Un genitore potrebbe comprendere, col libro e col dibattito sul libro, meglio dinamiche e problematiche, che adesso potrebbero essergli sconosciute, potendo così meglio interessarsi ai suoi figli ed anche alle nuove ipotesi di riforma.

Un dirigente scolastico potrebbe meglio scoprire obiettivi e strategie che lo interessano direttamente, professionalmente e programmaticamente.

Analogamente un docente potrebbe meglio comprendere disfunzioni ed irregolarità, cogliendo, ad un tempo, anche una nuova visione di un suo elevamento professionale.

Lo stesso personale ausiliario-tecnico-amministrativo potrebbe trovare una più alta e qualificata occasione di realizzazione professionale.

Ma sono soprattutto gli studenti ad essere i veri beneficiari della scuola ipotizzata dall’autore, nella misura in cui potrà loro consentire, prima nella scuola e poi nella vita, di studiare, di lavorare e di realizzarsi in una dimensione di serenità, di felicità e di solidarietà.

Insomma, il libro potrebbe contribuire a fare uscire il ruolo e le rivendicazioni di tutti i lavoratori della scuola, dai docenti, ai dirigenti, agli A.T.A., da una visione corporativa, per collocarli dentro un protagonismo riformatore della scuola e di tutti i soggetti con la scuola interagenti. 

Ancora di più gli studenti potrebbero essere interessati direttamente sia da concreti contenuti culturali e formativi sia ad alcuni aspetti concreti, quale, solo per esempio, potrebbero essere la citata paghetta periodica ed ancor di più l’ultimo anno-ponte tra lavoro pratico retribuito, studio universitario ed impegno sociale.

Il libro si rivolge, inoltre, alla più generale opinione pubblica, nella misura in cui affronta un problema, quello della scuola, che è decisivo per il più complessivo sviluppo e progresso della società.

Un primo passo sarebbe costituito dall’infrangimento della barriera del silenzio, un secondo dall’analisi delle istanze rappresentate nella seconda parte.
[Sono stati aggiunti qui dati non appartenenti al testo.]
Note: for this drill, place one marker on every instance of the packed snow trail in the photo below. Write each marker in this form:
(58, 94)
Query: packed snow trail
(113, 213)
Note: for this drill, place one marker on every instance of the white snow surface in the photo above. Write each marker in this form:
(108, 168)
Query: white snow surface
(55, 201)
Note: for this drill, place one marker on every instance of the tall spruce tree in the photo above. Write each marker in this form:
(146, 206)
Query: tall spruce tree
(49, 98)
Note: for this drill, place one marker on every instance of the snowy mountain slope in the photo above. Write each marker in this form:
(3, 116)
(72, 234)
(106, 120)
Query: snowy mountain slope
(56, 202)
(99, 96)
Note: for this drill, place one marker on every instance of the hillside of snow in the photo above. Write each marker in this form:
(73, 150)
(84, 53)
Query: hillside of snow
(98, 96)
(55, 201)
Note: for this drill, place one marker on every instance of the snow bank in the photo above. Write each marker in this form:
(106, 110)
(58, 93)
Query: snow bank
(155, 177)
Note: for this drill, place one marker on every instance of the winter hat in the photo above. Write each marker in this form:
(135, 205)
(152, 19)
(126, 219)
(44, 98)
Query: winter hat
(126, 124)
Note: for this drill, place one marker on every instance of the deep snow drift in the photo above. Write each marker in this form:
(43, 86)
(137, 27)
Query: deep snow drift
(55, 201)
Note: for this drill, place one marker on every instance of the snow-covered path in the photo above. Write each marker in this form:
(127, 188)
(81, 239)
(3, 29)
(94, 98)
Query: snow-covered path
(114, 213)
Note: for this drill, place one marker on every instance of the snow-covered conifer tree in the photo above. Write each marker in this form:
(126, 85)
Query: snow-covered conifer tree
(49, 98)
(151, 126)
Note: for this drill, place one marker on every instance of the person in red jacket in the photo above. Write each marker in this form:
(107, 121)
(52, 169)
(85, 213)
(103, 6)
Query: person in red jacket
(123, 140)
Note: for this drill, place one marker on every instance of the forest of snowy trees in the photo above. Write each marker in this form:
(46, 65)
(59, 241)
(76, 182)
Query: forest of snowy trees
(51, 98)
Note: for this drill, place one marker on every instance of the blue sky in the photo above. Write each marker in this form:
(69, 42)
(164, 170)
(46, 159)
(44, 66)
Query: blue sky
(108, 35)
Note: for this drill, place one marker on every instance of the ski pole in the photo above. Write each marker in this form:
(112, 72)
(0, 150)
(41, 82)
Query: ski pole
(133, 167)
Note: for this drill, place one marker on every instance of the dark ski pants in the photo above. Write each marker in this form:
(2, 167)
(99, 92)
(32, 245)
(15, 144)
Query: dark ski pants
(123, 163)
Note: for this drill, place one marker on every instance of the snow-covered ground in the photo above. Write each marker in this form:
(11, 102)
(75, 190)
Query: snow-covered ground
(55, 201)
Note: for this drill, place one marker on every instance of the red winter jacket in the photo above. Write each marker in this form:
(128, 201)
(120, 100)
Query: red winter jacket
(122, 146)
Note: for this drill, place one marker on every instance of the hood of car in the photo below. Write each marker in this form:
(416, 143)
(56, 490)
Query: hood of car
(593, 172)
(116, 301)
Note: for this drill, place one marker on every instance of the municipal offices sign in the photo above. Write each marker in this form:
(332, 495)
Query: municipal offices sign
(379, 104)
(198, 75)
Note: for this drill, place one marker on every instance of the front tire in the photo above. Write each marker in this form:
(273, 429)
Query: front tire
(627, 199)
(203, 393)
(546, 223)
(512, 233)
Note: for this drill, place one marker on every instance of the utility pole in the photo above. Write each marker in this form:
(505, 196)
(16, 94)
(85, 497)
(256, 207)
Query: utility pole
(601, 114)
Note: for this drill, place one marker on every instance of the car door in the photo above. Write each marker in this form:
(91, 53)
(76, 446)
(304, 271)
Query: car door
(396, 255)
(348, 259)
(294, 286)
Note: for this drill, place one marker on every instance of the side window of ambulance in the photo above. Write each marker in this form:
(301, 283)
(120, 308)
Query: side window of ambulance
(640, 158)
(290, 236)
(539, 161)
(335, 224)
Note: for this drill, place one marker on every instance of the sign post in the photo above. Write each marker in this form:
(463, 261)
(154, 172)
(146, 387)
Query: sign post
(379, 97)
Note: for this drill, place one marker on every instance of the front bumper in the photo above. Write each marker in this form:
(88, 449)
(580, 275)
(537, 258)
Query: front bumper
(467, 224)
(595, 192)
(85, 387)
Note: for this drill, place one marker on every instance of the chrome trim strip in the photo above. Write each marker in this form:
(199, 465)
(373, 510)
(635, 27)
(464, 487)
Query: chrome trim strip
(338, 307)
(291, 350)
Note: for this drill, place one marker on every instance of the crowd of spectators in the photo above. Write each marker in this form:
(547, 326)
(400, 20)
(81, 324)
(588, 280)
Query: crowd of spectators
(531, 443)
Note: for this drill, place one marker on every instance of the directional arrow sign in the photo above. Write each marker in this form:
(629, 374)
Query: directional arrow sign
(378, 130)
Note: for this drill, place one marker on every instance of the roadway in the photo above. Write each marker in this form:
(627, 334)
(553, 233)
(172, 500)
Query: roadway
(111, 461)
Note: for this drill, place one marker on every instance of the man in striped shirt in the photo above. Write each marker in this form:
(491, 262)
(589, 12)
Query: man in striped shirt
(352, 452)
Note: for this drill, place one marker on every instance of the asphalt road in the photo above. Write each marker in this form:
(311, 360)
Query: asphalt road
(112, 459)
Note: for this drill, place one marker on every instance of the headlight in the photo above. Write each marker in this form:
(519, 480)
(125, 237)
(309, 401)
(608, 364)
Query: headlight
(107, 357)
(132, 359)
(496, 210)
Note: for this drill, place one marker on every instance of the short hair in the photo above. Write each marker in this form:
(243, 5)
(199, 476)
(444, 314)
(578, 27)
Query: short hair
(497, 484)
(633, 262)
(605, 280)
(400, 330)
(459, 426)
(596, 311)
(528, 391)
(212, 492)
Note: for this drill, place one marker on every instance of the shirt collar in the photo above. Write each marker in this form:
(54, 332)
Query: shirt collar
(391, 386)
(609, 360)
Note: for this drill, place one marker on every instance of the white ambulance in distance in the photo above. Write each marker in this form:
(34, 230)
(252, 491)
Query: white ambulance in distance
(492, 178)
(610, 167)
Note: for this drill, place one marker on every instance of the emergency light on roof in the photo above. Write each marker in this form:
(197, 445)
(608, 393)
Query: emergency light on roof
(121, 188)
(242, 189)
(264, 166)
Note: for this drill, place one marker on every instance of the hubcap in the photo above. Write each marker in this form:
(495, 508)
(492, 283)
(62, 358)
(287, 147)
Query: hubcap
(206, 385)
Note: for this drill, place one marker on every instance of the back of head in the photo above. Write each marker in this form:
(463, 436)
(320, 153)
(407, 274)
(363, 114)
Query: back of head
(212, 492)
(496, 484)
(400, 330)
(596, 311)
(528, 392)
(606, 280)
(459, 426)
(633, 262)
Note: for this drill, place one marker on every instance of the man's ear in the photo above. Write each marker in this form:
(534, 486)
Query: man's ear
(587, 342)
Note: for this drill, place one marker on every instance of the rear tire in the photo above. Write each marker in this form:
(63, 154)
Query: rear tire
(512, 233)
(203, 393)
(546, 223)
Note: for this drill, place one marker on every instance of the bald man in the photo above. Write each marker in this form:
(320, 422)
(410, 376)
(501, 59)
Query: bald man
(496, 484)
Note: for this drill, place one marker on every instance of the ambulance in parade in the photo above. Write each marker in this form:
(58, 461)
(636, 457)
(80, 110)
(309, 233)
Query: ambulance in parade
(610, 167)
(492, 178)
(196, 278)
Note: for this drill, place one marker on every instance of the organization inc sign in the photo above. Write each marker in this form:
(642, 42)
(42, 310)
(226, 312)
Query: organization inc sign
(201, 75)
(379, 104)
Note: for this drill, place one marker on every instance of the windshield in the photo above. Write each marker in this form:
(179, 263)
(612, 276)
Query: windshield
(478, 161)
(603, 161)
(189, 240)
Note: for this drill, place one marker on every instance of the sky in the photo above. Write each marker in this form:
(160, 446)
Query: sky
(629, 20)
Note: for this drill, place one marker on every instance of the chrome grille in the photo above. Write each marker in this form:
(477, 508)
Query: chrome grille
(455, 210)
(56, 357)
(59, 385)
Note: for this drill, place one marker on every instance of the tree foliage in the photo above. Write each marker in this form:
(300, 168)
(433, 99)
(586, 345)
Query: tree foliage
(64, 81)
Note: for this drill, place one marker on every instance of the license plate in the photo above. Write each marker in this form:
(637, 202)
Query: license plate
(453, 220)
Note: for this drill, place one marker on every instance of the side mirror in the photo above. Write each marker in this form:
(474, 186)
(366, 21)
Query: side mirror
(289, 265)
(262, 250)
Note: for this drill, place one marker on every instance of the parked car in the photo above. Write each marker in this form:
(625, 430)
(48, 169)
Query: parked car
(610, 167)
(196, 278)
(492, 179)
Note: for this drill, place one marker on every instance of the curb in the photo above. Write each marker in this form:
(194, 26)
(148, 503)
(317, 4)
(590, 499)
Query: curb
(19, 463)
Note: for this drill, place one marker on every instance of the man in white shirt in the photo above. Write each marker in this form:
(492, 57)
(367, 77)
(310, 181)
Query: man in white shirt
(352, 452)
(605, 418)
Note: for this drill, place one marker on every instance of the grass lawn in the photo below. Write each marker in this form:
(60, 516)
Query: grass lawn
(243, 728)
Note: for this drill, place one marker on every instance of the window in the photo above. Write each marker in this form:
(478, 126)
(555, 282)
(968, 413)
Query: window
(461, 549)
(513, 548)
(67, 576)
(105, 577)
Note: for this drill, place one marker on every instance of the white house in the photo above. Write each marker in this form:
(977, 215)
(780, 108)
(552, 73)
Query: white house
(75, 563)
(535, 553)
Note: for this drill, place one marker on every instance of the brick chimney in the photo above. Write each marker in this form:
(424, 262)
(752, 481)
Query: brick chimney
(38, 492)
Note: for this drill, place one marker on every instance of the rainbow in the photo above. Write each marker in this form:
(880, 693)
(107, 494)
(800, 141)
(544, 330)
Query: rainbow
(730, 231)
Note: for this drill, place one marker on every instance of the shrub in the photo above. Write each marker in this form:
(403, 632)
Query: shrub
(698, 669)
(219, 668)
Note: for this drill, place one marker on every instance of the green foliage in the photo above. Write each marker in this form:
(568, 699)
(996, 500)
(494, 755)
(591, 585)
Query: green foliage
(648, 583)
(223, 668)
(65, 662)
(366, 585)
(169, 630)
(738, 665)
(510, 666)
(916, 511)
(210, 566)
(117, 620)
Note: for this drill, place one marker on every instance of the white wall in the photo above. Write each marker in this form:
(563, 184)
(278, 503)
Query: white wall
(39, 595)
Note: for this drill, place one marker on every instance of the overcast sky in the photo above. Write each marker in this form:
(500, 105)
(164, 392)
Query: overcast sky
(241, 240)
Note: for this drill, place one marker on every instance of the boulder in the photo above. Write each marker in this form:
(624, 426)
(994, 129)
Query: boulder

Quello definitivo verso un futuro migliore per la scuola: sicuramente il riempimento della terza parte, volutamente lasciata in bianco, con le controproposte, le alternative, perché no, il contraddittorio costruttivo e l’individuazione di un obiettivo condivisibile e focalizzato sulla missione principale che dovrebbe costituire la motivazione stessa dell’istruzione, ossia l’edificazione di generazioni future consapevoli, colte, composte di persone in grado di decodificare i linguaggi ed interpretare il proprio ruolo nel mondo con gli strumenti necessari.